Among the reasons private economists cite for expectations for inflation to cool:

  • Energy prices may fall, if futures prices prove accurate
  • Supply-chain bottlenecks will ease or at least not worsen
  • Receding pandemic-related concerns, along with reduced stockpiles of household savings, will spur many to return to the workforce
  • Reduced concern about high-contact settings such as restaurants and gyms prompt a rebalancing of demand away from goods back to services — further relieving pressure on supply chains
  • Elevated price levels this year will moderate the comparisons made in a year’s time — so-called base effects

‘Rest Easy’

The White House has touted increased supplies at retailers including Wal-Mart Inc. and Target Corp. heading into the holiday shopping season. 
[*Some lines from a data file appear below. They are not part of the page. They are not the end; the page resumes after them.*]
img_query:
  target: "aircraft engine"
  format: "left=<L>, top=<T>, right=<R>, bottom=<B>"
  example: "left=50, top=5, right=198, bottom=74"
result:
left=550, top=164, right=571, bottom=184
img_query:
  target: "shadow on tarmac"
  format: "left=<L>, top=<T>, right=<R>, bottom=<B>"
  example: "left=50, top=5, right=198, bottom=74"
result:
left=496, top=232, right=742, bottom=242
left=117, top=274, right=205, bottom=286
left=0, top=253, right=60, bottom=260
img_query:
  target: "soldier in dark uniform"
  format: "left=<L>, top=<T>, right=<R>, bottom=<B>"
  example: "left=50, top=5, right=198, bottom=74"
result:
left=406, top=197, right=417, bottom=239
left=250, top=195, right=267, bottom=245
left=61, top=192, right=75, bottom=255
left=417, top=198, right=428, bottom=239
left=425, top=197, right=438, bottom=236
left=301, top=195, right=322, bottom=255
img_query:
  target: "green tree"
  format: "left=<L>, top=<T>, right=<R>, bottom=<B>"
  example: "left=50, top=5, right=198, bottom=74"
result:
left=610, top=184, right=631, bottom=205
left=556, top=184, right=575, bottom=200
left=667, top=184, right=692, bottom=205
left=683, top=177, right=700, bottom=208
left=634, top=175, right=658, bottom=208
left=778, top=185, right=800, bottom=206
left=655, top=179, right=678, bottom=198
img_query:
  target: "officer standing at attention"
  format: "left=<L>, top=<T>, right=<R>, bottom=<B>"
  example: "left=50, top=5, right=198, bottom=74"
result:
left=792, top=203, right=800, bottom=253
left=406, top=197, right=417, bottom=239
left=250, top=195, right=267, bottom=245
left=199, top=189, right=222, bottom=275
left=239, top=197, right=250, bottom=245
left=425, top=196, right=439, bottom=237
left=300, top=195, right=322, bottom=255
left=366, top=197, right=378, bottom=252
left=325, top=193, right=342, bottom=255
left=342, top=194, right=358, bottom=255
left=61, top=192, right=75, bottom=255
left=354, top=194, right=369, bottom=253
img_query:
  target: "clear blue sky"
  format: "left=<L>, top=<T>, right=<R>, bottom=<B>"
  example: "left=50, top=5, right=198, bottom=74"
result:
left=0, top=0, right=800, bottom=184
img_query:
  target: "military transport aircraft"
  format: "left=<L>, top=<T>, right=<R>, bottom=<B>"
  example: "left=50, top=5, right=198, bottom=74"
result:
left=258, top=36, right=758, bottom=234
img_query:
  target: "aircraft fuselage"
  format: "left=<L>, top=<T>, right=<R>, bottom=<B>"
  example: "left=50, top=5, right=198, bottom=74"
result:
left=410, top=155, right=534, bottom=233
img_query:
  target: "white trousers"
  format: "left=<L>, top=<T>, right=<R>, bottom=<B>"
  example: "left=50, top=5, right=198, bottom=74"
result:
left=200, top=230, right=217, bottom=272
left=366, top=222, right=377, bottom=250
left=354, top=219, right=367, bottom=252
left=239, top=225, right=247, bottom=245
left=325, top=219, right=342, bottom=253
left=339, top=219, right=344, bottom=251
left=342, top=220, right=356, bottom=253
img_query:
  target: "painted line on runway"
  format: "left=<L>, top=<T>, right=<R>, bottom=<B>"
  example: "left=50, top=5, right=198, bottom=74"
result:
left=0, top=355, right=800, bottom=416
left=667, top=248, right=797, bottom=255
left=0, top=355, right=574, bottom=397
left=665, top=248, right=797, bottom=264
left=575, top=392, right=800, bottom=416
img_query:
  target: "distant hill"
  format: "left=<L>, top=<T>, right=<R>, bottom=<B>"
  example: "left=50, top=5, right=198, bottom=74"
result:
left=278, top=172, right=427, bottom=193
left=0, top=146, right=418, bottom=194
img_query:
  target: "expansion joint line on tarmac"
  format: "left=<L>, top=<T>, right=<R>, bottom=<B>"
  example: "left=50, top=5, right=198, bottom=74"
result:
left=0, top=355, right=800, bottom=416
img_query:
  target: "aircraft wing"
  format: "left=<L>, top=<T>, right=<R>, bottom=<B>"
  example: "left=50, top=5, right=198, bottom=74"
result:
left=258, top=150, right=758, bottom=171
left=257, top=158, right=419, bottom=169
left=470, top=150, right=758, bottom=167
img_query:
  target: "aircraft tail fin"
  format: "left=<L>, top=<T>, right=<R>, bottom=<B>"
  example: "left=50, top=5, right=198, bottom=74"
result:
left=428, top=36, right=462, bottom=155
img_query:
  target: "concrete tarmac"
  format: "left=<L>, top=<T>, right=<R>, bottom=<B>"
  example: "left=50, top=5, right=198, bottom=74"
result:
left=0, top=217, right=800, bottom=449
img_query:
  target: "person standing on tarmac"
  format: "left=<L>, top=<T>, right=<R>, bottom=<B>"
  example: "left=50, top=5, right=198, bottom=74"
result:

“Families can rest easy,” Biden said on Tuesday. Major retailers “have confirmed that their shelves will be well-stocked in stores this holiday season. That’s good news for the those moms and dads worried about whether the Christmas gifts will be available. It goes for everything from bicycles to ice skates.”

But plenty of companies report enduring concerns, even if they hold out hope for improvement on the timeline Yellen has laid out.

Food distributor Sysco Corp. expects inflation to moderate by mid-2022, though it may take longer to dissipate than previously thought, its finance chief said this month.

General Motors Co. CEO Mary Barra said in late October that her company expects semiconductor supply to cause disruptions into the second half of 2022. The automaker’s shares fell 5.4% on Oct. 27 after Barra made the comments.

“It will linger into next year and right now our feeling is that we’ll be in much better shape in the second half of 2022,” Barra said in an interview with Bloomberg Television.